Mr Higgins could convene the Council of State to discuss sending the legislation to the highest court in the land, given its delicate legal footing.

So divisive was the lengthy debate on abortion that seven members of Fine Gael rebelled against the Government and rejected the legislation.

Five TDs, including Junior Minister Lucinda Creighton, and two senators lost the Fine Gael party whip following their dissention.

Their biggest bone of contention with the legislation was the so-called suicide clause. They claimed the threat of suicide should not be considered grounds for a termination.

Tthere was never any doubt that the controversial Bill would become law, however.

It passed through the Dáil earlier this month with a comfortable majority of 127 votes to 31.

TDs cast their ballots following days of debates and proposed amendments.

This followed discussions at committee level and previous debate sessions which included contributions from medical, psychiatric and legal experts dating as far back as January.
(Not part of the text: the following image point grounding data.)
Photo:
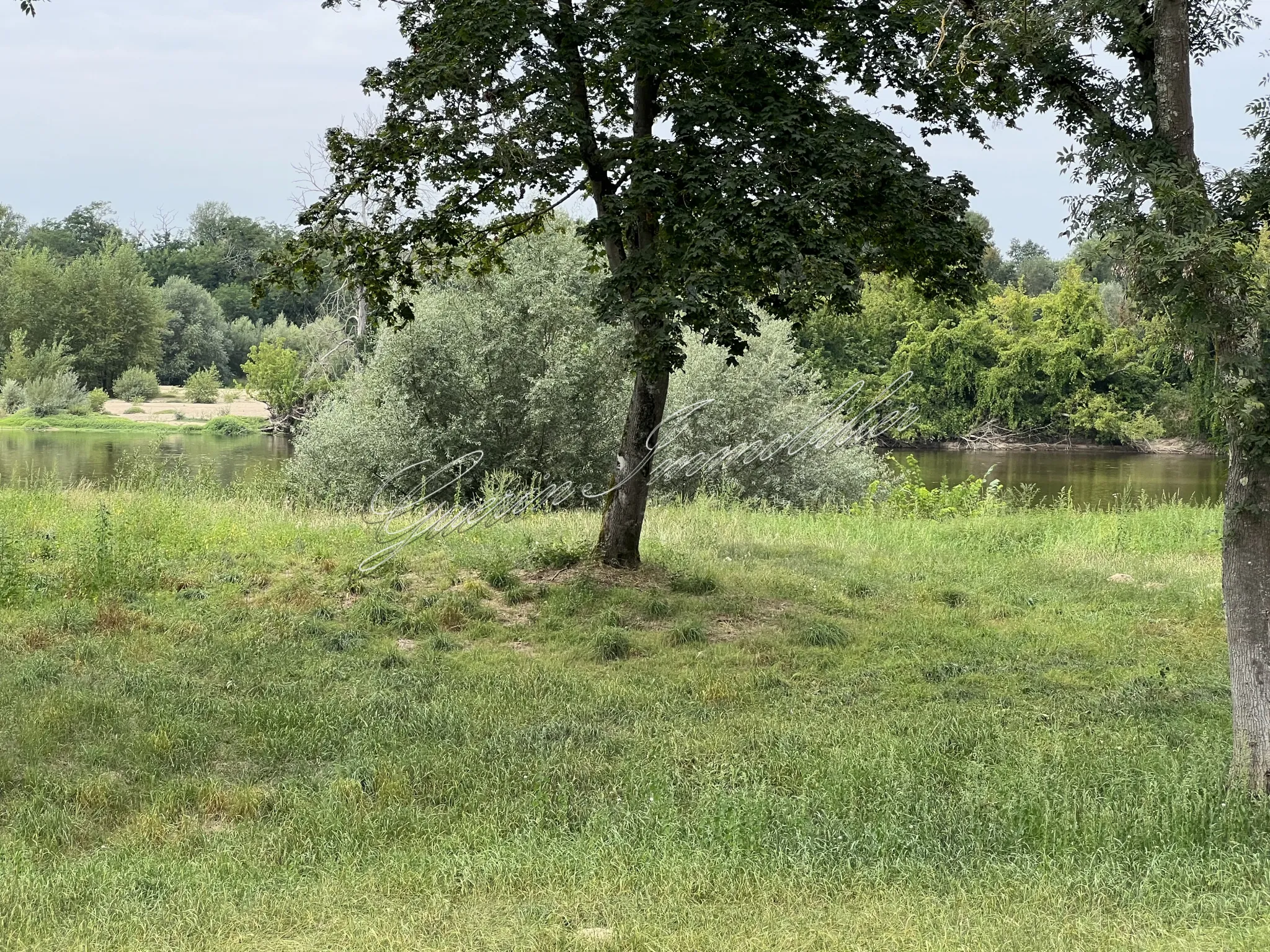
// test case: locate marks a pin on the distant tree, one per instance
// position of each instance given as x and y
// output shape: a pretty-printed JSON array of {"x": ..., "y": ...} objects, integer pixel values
[
  {"x": 111, "y": 314},
  {"x": 84, "y": 231},
  {"x": 221, "y": 252},
  {"x": 1194, "y": 243},
  {"x": 995, "y": 267},
  {"x": 1032, "y": 265},
  {"x": 13, "y": 227},
  {"x": 196, "y": 334}
]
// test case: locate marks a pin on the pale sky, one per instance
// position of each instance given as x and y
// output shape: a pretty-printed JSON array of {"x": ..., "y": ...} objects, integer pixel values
[{"x": 166, "y": 103}]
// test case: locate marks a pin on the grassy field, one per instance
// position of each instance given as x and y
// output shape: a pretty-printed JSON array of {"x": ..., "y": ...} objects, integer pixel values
[{"x": 790, "y": 731}]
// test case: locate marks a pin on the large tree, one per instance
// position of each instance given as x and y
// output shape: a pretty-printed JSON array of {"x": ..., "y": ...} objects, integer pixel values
[
  {"x": 723, "y": 167},
  {"x": 1193, "y": 242}
]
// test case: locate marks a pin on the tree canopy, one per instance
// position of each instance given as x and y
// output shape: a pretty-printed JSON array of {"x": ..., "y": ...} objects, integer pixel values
[{"x": 723, "y": 163}]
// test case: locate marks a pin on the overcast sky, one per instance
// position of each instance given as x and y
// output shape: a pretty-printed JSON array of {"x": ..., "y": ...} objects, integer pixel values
[{"x": 166, "y": 103}]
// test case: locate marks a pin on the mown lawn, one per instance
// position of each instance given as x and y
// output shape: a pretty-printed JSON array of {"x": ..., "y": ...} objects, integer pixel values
[{"x": 788, "y": 733}]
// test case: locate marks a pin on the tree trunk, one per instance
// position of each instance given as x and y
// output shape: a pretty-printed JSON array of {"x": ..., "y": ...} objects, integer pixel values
[
  {"x": 624, "y": 513},
  {"x": 1174, "y": 117},
  {"x": 1246, "y": 589}
]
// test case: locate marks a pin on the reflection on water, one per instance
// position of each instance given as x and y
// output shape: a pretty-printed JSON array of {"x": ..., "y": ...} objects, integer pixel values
[
  {"x": 71, "y": 456},
  {"x": 1094, "y": 477}
]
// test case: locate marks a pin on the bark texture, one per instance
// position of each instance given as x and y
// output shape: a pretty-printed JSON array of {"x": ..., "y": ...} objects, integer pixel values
[
  {"x": 1246, "y": 591},
  {"x": 1174, "y": 116},
  {"x": 624, "y": 514}
]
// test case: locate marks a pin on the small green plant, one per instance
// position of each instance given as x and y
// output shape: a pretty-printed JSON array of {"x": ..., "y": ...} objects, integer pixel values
[
  {"x": 136, "y": 385},
  {"x": 203, "y": 386},
  {"x": 47, "y": 397},
  {"x": 518, "y": 594},
  {"x": 953, "y": 598},
  {"x": 613, "y": 644},
  {"x": 691, "y": 632},
  {"x": 12, "y": 398},
  {"x": 822, "y": 632},
  {"x": 908, "y": 495},
  {"x": 394, "y": 659},
  {"x": 556, "y": 555},
  {"x": 499, "y": 576}
]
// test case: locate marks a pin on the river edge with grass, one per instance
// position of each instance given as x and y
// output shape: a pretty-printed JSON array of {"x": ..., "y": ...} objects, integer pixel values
[
  {"x": 788, "y": 731},
  {"x": 1096, "y": 478}
]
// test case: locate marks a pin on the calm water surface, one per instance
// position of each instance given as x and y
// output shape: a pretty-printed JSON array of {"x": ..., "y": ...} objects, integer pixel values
[
  {"x": 98, "y": 457},
  {"x": 1095, "y": 478}
]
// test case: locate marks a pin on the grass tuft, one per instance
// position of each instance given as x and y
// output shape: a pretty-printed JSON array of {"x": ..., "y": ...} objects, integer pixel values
[
  {"x": 613, "y": 645},
  {"x": 691, "y": 632}
]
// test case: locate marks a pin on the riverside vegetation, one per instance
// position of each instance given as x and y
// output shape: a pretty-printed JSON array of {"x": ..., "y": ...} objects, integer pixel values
[{"x": 789, "y": 730}]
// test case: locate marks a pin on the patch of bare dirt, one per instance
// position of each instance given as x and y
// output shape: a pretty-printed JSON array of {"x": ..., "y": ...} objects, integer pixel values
[
  {"x": 171, "y": 403},
  {"x": 643, "y": 578}
]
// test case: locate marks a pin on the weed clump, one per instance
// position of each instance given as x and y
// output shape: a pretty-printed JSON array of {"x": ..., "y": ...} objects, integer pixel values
[
  {"x": 499, "y": 576},
  {"x": 657, "y": 607},
  {"x": 693, "y": 632},
  {"x": 518, "y": 594},
  {"x": 824, "y": 633},
  {"x": 556, "y": 555},
  {"x": 613, "y": 645}
]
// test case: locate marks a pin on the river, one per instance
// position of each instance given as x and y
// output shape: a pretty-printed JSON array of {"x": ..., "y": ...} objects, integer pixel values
[
  {"x": 1094, "y": 477},
  {"x": 71, "y": 456}
]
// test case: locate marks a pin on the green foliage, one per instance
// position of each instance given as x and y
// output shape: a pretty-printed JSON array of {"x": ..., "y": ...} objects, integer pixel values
[
  {"x": 907, "y": 494},
  {"x": 276, "y": 377},
  {"x": 1048, "y": 364},
  {"x": 556, "y": 553},
  {"x": 690, "y": 632},
  {"x": 765, "y": 394},
  {"x": 203, "y": 386},
  {"x": 13, "y": 226},
  {"x": 102, "y": 305},
  {"x": 136, "y": 385},
  {"x": 17, "y": 362},
  {"x": 89, "y": 230},
  {"x": 46, "y": 397},
  {"x": 231, "y": 427},
  {"x": 822, "y": 632},
  {"x": 762, "y": 183},
  {"x": 221, "y": 253},
  {"x": 513, "y": 363},
  {"x": 196, "y": 335},
  {"x": 613, "y": 644},
  {"x": 12, "y": 398},
  {"x": 50, "y": 359}
]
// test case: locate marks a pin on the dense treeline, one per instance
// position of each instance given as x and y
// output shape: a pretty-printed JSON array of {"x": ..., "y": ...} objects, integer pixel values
[
  {"x": 173, "y": 302},
  {"x": 1050, "y": 350}
]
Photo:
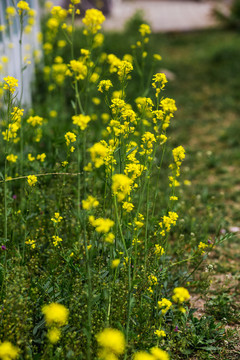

The controversial Bill was drawn up following the death of Savita Halappanavar, an Indian dentist who died in an Irish hospital last October after being denied an abortion as she miscarried 17 weeks into her pregnancy.

It follows a 1992 judgment by the Supreme Court in Dublin, known as the X case, where judges ruled that abortion should be allowed if there was a threat to the mother’s life, including suicide.

Ireland was also under pressure after a European Court of Human Rights ruling that a woman in remission with cancer was discriminated against because she was forced to travel overseas for a termination.

The Fine Gael-Labour coalition Government is the first in the 21 years since the X case to pass legislation on abortion.